A) Hakka tâbi olmak ne demektir ve Hakka tâbi olmak nasıl gerçekleşir?
A) Hakka tâbi olmak ne demektir ve Hakka tâbi olmak nasıl gerçekleşir?
1. Hakkı bilip kabul etmekle
2. Hakka uyarlı ve duyarlı olmak yani uygun olmakla
3. Hakka uymakla
a) Davası kâmil:
1. Ölçü ile
2. Denge ile
b) Şahsiyeti kâmil:
1. Doğru şahsiyetle
2. İçinde ve işinde galip olmakla
a) Doğru şahsiyet:
1. Niyette doğru olmakla
2. Niyet ve dil birlikteliğine ermekle
3. Niyet ve amel birlikteliğine ermekle
4. Dil ve amel birlikteliğine ermekle
b) İçinde ve işinde galip olmak:
İçinde galip olmak:
1. Şahsiyet yani karakter halini almış üstün ahlâk sahibi olmakla
2. Kötülük edene bile iyilik yapmakla
İşinde galip olmak:
1. Kalıcı eser bırakmakla
2. Devam eden başarılı olmakla
Hakka tabi olmak, Hakkı bilip üstün görmektir. Zira üstün gören, üstün gördüğünü üstün kabul eder, üstün kabul ettiğine de tabi olur.

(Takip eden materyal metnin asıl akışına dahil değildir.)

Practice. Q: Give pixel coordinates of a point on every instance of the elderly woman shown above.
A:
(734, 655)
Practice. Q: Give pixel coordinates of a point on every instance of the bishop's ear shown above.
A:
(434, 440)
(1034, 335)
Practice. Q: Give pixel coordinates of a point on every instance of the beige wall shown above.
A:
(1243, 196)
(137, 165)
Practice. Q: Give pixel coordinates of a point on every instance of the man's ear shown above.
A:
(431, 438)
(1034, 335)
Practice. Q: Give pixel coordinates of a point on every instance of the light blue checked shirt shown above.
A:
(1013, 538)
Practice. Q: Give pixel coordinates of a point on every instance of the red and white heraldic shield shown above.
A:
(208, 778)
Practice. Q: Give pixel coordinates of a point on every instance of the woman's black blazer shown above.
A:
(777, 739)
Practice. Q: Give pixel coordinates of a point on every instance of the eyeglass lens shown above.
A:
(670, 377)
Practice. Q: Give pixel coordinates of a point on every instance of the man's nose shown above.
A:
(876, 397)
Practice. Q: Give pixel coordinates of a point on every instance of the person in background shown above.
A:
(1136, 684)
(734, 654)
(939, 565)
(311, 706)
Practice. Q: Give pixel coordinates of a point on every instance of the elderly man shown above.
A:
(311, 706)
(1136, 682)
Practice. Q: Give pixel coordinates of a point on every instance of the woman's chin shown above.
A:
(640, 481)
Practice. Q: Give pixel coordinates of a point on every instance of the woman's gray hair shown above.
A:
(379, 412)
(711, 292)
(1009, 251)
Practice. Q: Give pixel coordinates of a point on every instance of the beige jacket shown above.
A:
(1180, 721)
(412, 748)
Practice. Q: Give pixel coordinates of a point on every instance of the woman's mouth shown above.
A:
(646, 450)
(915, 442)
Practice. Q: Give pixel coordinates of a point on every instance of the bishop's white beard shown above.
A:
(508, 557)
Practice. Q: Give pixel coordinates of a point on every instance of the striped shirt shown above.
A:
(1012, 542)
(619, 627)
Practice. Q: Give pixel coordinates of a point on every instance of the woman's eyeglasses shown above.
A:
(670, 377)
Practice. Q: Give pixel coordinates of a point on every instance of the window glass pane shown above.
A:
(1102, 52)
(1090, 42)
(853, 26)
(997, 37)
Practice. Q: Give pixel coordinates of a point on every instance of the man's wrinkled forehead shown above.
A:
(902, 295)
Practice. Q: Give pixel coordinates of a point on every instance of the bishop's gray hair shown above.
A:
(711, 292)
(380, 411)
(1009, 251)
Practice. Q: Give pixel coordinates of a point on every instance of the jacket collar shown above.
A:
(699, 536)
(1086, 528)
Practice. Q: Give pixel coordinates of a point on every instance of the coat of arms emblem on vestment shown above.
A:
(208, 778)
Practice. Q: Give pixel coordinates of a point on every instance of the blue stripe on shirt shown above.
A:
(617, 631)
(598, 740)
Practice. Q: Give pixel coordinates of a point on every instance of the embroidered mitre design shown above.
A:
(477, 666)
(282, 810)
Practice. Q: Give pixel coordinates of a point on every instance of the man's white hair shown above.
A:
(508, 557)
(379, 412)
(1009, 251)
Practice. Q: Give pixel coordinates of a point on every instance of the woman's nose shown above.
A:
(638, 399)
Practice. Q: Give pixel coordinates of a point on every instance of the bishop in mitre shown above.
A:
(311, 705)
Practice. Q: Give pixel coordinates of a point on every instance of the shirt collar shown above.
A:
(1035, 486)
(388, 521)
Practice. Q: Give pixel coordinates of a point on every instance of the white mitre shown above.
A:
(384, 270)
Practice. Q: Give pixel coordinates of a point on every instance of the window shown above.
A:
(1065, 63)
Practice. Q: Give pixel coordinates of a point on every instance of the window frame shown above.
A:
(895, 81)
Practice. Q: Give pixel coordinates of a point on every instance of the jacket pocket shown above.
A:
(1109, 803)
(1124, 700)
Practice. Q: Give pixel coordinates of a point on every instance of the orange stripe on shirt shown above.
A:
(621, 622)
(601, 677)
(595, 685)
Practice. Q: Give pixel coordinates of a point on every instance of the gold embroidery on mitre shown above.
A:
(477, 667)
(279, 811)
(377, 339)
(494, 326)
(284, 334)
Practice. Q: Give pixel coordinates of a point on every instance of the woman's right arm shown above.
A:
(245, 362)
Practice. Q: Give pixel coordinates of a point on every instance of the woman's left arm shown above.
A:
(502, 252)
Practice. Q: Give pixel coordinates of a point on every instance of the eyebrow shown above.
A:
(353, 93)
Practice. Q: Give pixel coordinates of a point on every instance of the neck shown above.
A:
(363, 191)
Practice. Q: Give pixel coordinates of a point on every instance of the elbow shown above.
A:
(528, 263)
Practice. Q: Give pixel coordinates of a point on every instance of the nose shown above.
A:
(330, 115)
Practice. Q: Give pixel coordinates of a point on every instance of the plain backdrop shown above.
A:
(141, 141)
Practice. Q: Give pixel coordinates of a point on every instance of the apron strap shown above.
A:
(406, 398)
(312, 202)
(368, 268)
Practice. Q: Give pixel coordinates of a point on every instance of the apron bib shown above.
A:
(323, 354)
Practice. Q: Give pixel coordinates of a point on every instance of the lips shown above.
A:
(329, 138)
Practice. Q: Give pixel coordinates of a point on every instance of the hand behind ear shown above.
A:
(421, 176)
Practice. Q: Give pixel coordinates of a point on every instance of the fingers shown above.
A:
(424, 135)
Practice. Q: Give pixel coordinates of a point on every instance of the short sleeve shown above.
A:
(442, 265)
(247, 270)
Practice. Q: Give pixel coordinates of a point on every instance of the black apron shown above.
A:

Hakkı bilen kabul eder; kabul edenin de Hakka uyabilmesi için uyarlı ve duyarlı olması gerekir. Bu ise terbiye ile mümkündür. Hakka karşı böyle olan yani uyarlı ve duyarlı olan elbette Hakka uyar.
Akıllı kişi nefsini aklına, aklını da Hakka yani imanına tabi kılar.
İman, âyet ve hadis gerçeklerini tasdik etmektir.
Hakkı tasdik eden, tatbik eder yani Hakka uyar, her hususta hak olan ne ise onu öğrenir ve uyar. Zira Hakkın hakkı tabi olunmaktır.
“Nefsinin öğretmeni ol, vicdanının öğrencisi ol”
Eflatun.
Vicdan sahibi, Hakkı bilmiyorsa aldanabilir. Hakkı bilse bile Hakka uyabilecek seviyeye gelirse Hakka uyar.
En sâlim olan yol, aklı ve vicdanı yaratanın gerçeklerine tabi kılmaktır.
Hak: Gerçek, sabit, doğru, vakıaya uygun olana denir.
(Erdoğan, Mehmet, Fıkıh ve Hukuk Terimleri Sözlüğü, s. 132.)
Hak; bâtılın zıddı, Hz. Peygamber (s.a.s.)’in getirdiği Kur’ân-ı Kerîm, Allah Teâlâ’nın isimlerinden biri ve İslâm’dır.
(Ebû Ceyb, Sa’dî, el-Kâmûsü’l-Fıkhî, Pakistan ts. s. 93, 94; İbn Manzûr, Lisânü’l-Arab, Beyrut, 1414 /1994, X, 49, 50.)
Bu manaya göre Hak ehli, Kur’ân ve İslâm ehli demektir.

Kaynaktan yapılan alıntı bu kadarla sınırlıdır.